愛犬の老いと別れ、その「時」にどう備えるか:介護福祉士エッセイストの視点

愛するペットとの別れは避けられない現実です。特に老犬との暮らしにおいては、いつか訪れる最期の日とどう向き合うかが常に問われます。介護福祉士でありエッセイストのフクダウニーさんは、その時が来ることを常に心に留め、どのような状況で別れが訪れても耐えられるよう備える必要があると語ります。本記事では、愛犬の老いと向き合うリアルな心情と、終末期への予感について綴られた経験をご紹介します。

梨好きの愛犬、超シニア期へ

実家で暮らす愛犬は何よりも梨が大好物です。一年中手に入るリンゴとは違い、季節限定で高価な梨。代用品としてリンゴを与えたこともありましたが、鼻であしらわれてしまいました。普段は穏やかな犬ですが、好物には一切妥協しない生粋の食いしん坊でした。この愛犬は、赤ちゃんから大人、そして老犬へと順調に成長し、今では人間で言えば90歳ほどの超シニアドッグとなりました。のんびり屋で赤ちゃんだった頃の性格はそのままに老いを迎えています。

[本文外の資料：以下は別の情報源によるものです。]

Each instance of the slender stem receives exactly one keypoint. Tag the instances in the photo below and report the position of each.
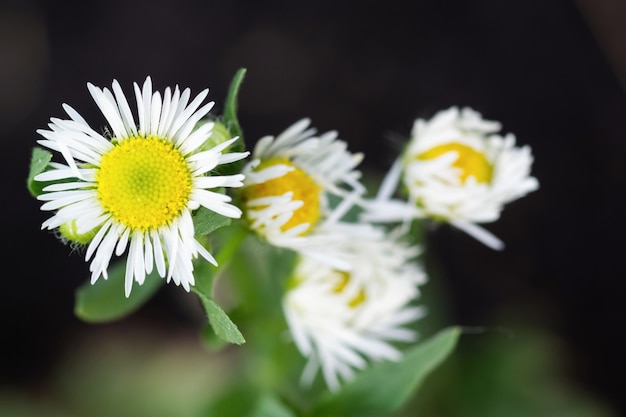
(228, 249)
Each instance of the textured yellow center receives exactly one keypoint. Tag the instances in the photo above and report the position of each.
(144, 183)
(470, 162)
(303, 187)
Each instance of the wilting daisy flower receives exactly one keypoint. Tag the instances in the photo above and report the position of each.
(456, 168)
(288, 184)
(341, 321)
(136, 190)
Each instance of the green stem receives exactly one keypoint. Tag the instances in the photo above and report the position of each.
(228, 249)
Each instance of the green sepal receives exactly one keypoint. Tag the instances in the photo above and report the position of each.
(387, 386)
(230, 121)
(219, 320)
(104, 301)
(206, 221)
(39, 161)
(229, 118)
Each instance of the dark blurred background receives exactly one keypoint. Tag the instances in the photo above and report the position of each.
(552, 72)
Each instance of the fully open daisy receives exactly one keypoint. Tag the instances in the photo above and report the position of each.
(135, 191)
(456, 168)
(288, 185)
(342, 320)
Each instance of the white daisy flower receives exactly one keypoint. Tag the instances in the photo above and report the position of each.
(340, 321)
(137, 190)
(288, 184)
(456, 168)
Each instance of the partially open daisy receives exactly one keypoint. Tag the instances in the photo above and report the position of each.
(341, 321)
(456, 168)
(288, 184)
(137, 189)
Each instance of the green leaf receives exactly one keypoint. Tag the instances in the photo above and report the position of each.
(230, 110)
(219, 320)
(387, 386)
(39, 160)
(104, 301)
(206, 221)
(270, 406)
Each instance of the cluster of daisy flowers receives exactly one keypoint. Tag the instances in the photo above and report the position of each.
(351, 298)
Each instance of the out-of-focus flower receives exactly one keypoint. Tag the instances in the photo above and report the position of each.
(342, 320)
(456, 168)
(137, 189)
(288, 186)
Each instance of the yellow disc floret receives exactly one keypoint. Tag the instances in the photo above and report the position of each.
(144, 182)
(470, 162)
(303, 187)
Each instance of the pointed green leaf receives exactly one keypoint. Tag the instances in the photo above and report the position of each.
(39, 160)
(206, 221)
(219, 320)
(230, 109)
(387, 386)
(104, 301)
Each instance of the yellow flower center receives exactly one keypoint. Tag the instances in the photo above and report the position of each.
(144, 182)
(303, 187)
(470, 162)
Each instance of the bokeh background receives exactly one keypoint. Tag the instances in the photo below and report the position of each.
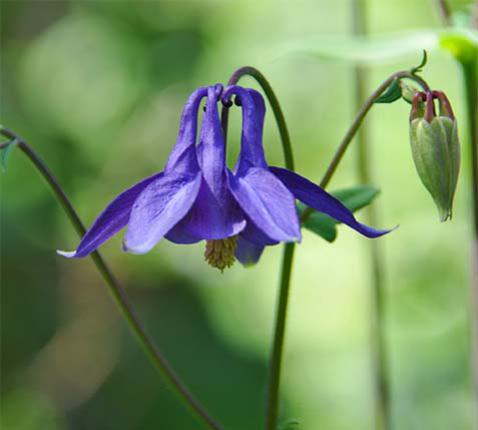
(97, 87)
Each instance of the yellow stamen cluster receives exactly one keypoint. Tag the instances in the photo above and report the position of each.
(220, 253)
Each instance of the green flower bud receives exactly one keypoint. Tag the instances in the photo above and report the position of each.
(435, 148)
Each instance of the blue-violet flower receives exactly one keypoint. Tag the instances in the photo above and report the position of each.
(198, 198)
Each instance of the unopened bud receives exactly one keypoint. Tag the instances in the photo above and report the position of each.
(435, 148)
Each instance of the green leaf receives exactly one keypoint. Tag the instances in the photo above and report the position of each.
(6, 152)
(408, 91)
(353, 198)
(391, 94)
(289, 425)
(366, 50)
(462, 43)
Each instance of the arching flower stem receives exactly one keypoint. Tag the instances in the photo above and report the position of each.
(272, 411)
(117, 292)
(275, 362)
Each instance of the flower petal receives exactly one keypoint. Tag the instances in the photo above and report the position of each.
(158, 209)
(248, 253)
(253, 112)
(318, 199)
(215, 215)
(268, 203)
(183, 156)
(111, 220)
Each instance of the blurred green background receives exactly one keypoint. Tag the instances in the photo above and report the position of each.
(97, 87)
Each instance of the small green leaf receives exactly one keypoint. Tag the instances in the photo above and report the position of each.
(391, 94)
(6, 152)
(408, 91)
(289, 425)
(353, 198)
(461, 43)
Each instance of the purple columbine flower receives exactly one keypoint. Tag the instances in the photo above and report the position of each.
(197, 197)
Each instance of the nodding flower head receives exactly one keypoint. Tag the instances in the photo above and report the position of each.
(197, 198)
(435, 148)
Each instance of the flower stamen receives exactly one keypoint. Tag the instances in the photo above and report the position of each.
(220, 253)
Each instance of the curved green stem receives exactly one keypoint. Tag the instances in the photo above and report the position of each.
(362, 113)
(117, 292)
(470, 77)
(377, 343)
(275, 363)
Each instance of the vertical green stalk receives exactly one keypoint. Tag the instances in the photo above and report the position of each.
(275, 363)
(381, 391)
(470, 77)
(117, 292)
(469, 67)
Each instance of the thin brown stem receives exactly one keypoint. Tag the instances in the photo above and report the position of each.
(354, 127)
(117, 292)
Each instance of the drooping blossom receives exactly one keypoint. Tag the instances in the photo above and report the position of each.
(196, 197)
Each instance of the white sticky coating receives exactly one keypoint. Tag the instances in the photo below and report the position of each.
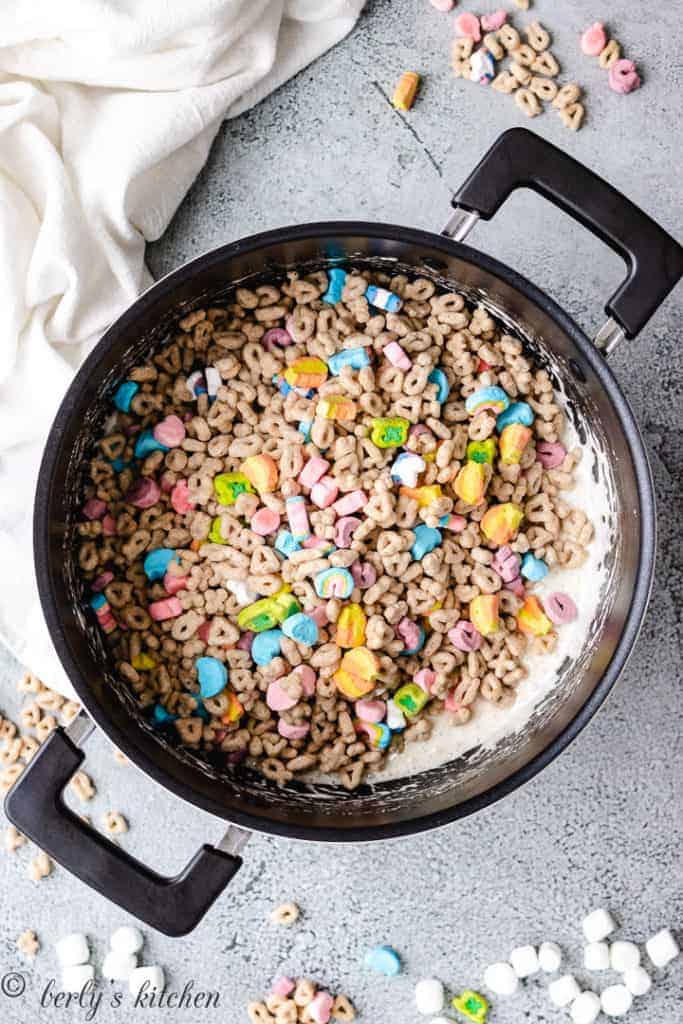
(585, 1008)
(624, 955)
(524, 961)
(596, 956)
(145, 979)
(564, 990)
(663, 947)
(615, 1000)
(598, 925)
(429, 995)
(501, 979)
(119, 967)
(75, 978)
(637, 980)
(73, 949)
(127, 940)
(550, 956)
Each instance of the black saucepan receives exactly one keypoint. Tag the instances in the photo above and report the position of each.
(399, 806)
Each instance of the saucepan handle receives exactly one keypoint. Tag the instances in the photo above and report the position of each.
(172, 905)
(521, 159)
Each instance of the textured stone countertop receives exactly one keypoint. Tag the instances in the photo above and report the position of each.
(604, 823)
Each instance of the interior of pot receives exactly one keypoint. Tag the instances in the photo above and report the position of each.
(399, 804)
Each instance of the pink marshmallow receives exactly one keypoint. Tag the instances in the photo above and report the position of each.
(170, 607)
(102, 581)
(306, 678)
(265, 521)
(495, 20)
(350, 503)
(283, 986)
(594, 40)
(468, 25)
(464, 636)
(344, 529)
(314, 469)
(143, 494)
(292, 731)
(170, 432)
(425, 678)
(550, 454)
(396, 356)
(180, 498)
(278, 698)
(109, 525)
(319, 1009)
(324, 493)
(94, 509)
(371, 711)
(174, 584)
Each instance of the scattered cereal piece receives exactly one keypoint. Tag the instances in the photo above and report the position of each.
(115, 823)
(615, 1000)
(501, 979)
(663, 947)
(286, 913)
(406, 91)
(28, 943)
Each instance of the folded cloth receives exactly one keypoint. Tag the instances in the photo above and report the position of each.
(108, 110)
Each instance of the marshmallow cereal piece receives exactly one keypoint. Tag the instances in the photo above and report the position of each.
(524, 961)
(598, 925)
(429, 996)
(550, 956)
(75, 978)
(127, 940)
(73, 949)
(146, 980)
(637, 980)
(615, 1000)
(663, 948)
(596, 956)
(501, 978)
(564, 990)
(624, 955)
(119, 967)
(585, 1008)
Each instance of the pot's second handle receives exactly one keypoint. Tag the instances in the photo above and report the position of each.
(521, 159)
(35, 805)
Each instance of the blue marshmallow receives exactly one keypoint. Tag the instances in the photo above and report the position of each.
(212, 675)
(426, 539)
(266, 645)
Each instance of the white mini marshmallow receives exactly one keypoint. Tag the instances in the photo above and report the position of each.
(76, 977)
(615, 1000)
(73, 949)
(564, 990)
(663, 948)
(127, 940)
(598, 925)
(596, 956)
(637, 980)
(585, 1008)
(624, 955)
(118, 967)
(501, 979)
(146, 980)
(429, 995)
(550, 956)
(524, 961)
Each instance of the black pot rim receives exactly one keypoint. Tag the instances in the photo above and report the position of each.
(633, 621)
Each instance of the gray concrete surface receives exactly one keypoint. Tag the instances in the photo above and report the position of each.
(603, 825)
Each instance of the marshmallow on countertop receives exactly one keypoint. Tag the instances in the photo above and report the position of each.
(598, 925)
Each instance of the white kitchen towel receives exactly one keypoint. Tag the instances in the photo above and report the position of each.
(108, 110)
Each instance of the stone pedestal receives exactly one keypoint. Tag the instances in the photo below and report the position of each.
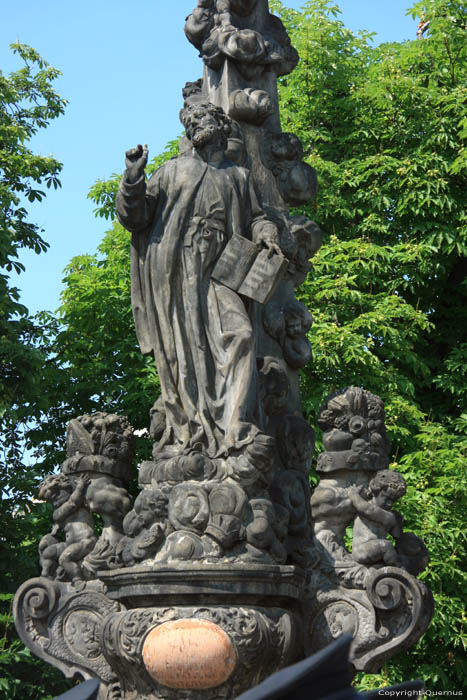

穏やかに横たわるシニア犬:老犬との暮らしを考える穏やかに横たわるシニア犬:老犬との暮らしを考える

体調の異変、そして迫る「その時」の予感

加齢による変化としては、歯槽膿漏で歯が抜け、常に舌が出るようになったことくらいでした。時々収まっていますが、くしゃみしたりぶるぶるっと首を振ると舌が全部出てくるので、基本的に舌はアウトドア派です。数年前までは、老いてはいるものの元気で大きな病気もなく、食欲も旺盛で、まだまだ生きるだろうと思っていました。私の生活や人生に寄り添ってくれると信じて疑いませんでした。

揺れる心:愛犬の老いと向き合う

しかし、最近の愛犬は体調が優れません。食欲も安定せず、咳が出るようになりました。動物病院で検査を受け、注射や投薬による治療を続けていますが、そもそも何故咳が出るのか原因は特定できず、たとえ分かっても高齢のため治療の選択肢が少ないとのこと。先生には本当に手厚く診ていただき、感謝しています。体調の悪い愛犬の様子を見ていると、もしかしたらそんなことないんじゃないか、かつての元気な姿がいつまでも続くわけではないのかもしれない、という考えが頭をよぎり、心に穴が開きそうな感覚に襲われます。考えたくない、認めたくない現実なのに、気が付けば愛犬のことばかり考えてしまう日々です。これは恋というものなのかしら、まぁ、恋も犬も同じ二文字ですし、と自問するほどです。

老犬との暮らしは、楽しい思い出と共に、いつか来る別れへの覚悟を常に迫るものです。体調を崩した愛犬への心配は尽きませんが、その最期まで寄り添い、後悔のない選択をするための心の準備が今、求められています。